7. In the backdrop of the aforesaid undisputed facts the A.R. for the assessee contended that during the earlier years the Revenue has itself determined the profit element in bogus purchases @ 6.5% and brought on record order passed by the Ld. CIT(A) in assessee’s own case for A.Y. 2009-10 available at page 15 to 25 of the paper book.

8. We have perused the order passed by the Ld. CIT(A) in the earlier years wherein profit percentage embedded in such purchases was restricted to 6.5% (i.e. 4% of VAT levied + 2.5% towards profit margin).

9. In A.Y. 2012-13 the Tribunal in assessee’s own case in ITA 4677/M/2018 directed the Revenue to limit the addition to the extent of gross profit rate on such purchases at the same rate as of other genuine purchases.

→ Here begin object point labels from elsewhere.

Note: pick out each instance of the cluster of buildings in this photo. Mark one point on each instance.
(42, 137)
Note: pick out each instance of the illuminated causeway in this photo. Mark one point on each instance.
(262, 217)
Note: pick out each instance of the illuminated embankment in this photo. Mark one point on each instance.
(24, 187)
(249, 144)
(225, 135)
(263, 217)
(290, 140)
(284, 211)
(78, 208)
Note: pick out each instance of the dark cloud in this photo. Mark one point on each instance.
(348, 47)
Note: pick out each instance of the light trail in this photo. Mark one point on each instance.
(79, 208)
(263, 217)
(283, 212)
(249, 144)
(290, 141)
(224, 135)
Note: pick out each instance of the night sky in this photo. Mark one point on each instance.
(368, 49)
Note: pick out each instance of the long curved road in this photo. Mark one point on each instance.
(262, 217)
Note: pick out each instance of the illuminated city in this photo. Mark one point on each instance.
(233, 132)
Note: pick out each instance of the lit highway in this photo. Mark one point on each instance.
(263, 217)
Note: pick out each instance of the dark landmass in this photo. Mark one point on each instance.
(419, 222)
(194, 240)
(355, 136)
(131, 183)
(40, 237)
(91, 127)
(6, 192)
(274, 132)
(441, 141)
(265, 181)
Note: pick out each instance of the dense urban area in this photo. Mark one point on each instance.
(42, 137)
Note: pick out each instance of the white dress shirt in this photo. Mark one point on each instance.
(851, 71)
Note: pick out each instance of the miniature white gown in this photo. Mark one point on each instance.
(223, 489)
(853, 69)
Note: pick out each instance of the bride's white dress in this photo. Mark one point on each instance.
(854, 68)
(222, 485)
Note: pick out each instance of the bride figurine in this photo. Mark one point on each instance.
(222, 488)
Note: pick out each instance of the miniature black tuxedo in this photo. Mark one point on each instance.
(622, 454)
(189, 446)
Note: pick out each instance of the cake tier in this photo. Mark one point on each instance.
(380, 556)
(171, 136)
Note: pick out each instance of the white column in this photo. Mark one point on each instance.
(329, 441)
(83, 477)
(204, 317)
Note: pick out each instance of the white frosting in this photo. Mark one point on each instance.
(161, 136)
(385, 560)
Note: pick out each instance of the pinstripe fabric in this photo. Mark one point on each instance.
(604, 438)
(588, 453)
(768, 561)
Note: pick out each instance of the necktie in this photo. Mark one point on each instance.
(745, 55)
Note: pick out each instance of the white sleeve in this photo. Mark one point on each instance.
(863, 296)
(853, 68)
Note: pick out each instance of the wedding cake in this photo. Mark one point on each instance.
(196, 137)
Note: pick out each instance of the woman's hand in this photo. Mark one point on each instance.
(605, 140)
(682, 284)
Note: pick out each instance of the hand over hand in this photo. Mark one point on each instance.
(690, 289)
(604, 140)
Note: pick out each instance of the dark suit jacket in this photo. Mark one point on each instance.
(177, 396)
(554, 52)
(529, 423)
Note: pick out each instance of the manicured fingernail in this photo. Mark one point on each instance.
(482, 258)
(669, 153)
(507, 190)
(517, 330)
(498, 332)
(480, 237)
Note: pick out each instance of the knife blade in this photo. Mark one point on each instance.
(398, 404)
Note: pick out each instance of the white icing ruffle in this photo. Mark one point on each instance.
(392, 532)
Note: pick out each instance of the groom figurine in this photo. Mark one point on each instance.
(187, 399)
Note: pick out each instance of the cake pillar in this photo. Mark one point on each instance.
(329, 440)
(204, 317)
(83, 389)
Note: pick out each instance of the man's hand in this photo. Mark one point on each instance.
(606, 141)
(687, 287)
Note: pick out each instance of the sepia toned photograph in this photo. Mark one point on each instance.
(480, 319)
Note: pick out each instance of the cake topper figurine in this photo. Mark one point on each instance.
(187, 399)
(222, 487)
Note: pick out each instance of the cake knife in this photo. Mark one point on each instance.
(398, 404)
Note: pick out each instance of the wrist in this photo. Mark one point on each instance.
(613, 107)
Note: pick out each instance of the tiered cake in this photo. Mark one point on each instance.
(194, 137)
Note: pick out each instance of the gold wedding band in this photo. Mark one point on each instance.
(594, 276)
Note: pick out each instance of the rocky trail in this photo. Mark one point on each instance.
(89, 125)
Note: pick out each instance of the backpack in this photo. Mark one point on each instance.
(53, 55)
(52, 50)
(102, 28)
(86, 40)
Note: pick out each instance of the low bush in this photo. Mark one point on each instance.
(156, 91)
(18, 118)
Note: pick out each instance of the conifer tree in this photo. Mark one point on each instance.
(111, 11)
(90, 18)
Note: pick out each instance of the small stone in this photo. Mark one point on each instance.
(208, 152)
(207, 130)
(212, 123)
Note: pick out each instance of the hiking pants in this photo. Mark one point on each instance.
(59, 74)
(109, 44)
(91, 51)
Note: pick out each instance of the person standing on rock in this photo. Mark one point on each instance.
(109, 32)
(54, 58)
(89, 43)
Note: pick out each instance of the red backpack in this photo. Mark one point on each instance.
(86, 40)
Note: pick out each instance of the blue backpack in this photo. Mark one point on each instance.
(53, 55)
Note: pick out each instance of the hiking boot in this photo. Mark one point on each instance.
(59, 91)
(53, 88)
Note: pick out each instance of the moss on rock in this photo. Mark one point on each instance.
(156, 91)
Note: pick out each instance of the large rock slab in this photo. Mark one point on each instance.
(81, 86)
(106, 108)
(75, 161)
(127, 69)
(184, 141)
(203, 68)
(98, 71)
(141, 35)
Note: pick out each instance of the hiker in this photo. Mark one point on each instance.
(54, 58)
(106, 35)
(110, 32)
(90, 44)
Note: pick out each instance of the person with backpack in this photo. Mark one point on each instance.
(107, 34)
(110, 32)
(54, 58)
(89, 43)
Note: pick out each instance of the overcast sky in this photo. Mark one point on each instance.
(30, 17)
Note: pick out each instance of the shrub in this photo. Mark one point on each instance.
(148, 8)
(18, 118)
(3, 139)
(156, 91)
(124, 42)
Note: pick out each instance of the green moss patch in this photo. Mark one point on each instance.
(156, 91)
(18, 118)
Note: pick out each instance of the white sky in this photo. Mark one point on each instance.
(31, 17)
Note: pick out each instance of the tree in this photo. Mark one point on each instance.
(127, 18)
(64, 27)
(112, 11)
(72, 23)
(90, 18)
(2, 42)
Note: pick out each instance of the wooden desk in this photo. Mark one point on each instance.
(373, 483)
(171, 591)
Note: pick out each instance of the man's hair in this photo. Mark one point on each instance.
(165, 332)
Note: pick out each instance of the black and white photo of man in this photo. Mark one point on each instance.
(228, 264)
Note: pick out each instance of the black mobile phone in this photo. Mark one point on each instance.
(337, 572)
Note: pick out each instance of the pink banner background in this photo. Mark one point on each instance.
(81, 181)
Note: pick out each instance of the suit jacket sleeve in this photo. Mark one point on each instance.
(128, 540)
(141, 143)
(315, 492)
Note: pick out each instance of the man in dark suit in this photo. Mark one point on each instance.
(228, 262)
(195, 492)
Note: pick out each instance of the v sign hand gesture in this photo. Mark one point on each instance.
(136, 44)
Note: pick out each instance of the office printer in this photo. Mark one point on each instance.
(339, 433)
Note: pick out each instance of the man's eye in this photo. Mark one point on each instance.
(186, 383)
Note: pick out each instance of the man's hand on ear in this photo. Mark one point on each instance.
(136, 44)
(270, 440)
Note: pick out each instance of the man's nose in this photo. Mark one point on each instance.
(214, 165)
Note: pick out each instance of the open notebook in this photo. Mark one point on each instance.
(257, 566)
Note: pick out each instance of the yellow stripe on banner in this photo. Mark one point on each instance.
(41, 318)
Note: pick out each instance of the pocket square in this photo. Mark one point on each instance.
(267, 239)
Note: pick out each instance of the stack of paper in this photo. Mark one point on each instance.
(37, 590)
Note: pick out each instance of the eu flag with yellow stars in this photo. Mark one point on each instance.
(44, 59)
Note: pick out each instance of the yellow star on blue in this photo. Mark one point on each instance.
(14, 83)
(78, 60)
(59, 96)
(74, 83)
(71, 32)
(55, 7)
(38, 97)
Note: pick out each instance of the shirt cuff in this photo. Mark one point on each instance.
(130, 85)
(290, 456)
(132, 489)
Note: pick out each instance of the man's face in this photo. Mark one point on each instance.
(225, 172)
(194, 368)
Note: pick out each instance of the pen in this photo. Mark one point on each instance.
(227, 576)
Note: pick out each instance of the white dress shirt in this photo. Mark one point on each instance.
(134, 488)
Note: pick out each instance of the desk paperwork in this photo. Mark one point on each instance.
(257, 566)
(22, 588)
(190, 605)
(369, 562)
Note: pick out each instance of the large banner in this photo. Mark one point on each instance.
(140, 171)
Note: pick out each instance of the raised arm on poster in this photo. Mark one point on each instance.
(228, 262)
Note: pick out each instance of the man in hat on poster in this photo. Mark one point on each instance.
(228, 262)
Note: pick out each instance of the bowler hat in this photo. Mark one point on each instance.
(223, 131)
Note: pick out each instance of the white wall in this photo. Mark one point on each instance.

10. The Hon’ble High Court of Bombay in case of Pr. CIT vs. JK Surface Coatings Pvt. Ltd. in ITA No.1850 of 2017 order dated 28 October, 2021 upheld the view taken by the Tribunal that in such circumstances gross profit should be in the range of 5% to 12.5% as reasonable estimation of profit element embedded in the bogus purchases by returning following findings:

“4. Having considered the memo of Appeal and the Orders passed by AO / CIT(A) and the Order of ITAT, the only issue that comes up for consideration is with respect to the extent of ad-hoc disallowance to be sustained with respect to bogus purchases. The AO has observed 100% of the purchase value to be added to the income of Assessee, the CIT(A) has said it should be 15% and ITAT has said it should be 10%. First of all, this would be an issue which requires evidence to be led to determine what would be the actual profit margin in the business that Assessee was carrying on and the matter of calculations by the concerned authority. According to the Tribunal, in all such similar cases, it is ranged between 5% to 12.5% as reasonable estimation of profit element embedded in the bogus purchase when material consumption factor do not show abnormal deviation.

5. Whether the purchases were bogus or whether the parties from whom such purchases were allegedly made were bogus was essentially a question of fact. When the Tribunal has concluded that the assessee did make the purchase, as a natural corollary not the entire amount covered by such purchase but the profit element embedded therein would be subject to tax.”

11. In view of what has been discussed above and following the order passed by the Hon’ble Bombay High Court (supra), we are of the considered view that in the light of the gross profit earned by the assessee in the earlier years on the basis of which profit element was fixed at 6.5% of the alleged bogus purchases, we direct the AO to charge the assessee at the gross profit rate @ 6.5% on bogus purchases of Rs.3,70,79,423/-.

12. Resultantly, the appeal filed by the assessee is partly allowed.

Order pronounced in the open court on 28.04.2023.